What You'll Need
1 cup Purple Barley Berries
5 small pastel radishes, thinly sliced
3 small carrots, thinly sliced
3 small beets, chopped into 1/2-inch slices
Arils from 1 pomegranate
1/2 cup crumbled feta cheese
3 cups arugula
Quick Pickled Onions
1/2 red onion, thinly sliced
3/4 cup apple cider vinegar
1/4 cup water
1 teaspoon fine sea salt
2 tablespoons sugar
3 tablespoons olive oil
1-1/2 tablespoons Dijon mustard
2 tablespoons red wine vinegar
1-1/2 tablespoons honey
Salt and freshly cracked pepper to taste
First, prepare the quick pickled onions. Place sliced red onion into a mason jar. Combine remaining pickle ingredients into a saucepan and cook over medium-high heat, stirring occasionally, until the mixture reaches a simmer. Pour hot vinegar mixture over the onions, screw on the lid, and shake to evenly coat onions. Set aside to marinate for 30 minutes.

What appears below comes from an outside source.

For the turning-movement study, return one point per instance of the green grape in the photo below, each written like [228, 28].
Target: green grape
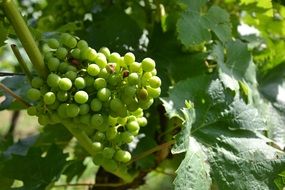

Cook Purple Barley to package instructions. Drain and set aside.
While the Purple Barley is simmering, roast the beets. Preheat oven to 425 degrees. Place the sliced beets on a parchment-lined baking sheet, drizzle with olive oil, add salt to taste, and toss well. Place into oven and roast for 45 minutes, or until fork tender. Set aside.
Combine Dijon vinaigrette dressing ingredients in a bowl and whisk well to emulsify. Set aside.
To assemble the salad, combine arugula, roasted beets, pickled onion, radishes, carrots, feta, pomegranate arils and purple barley in a large bowl. Warm the dressing through, then drizzle over the salad and toss to combine.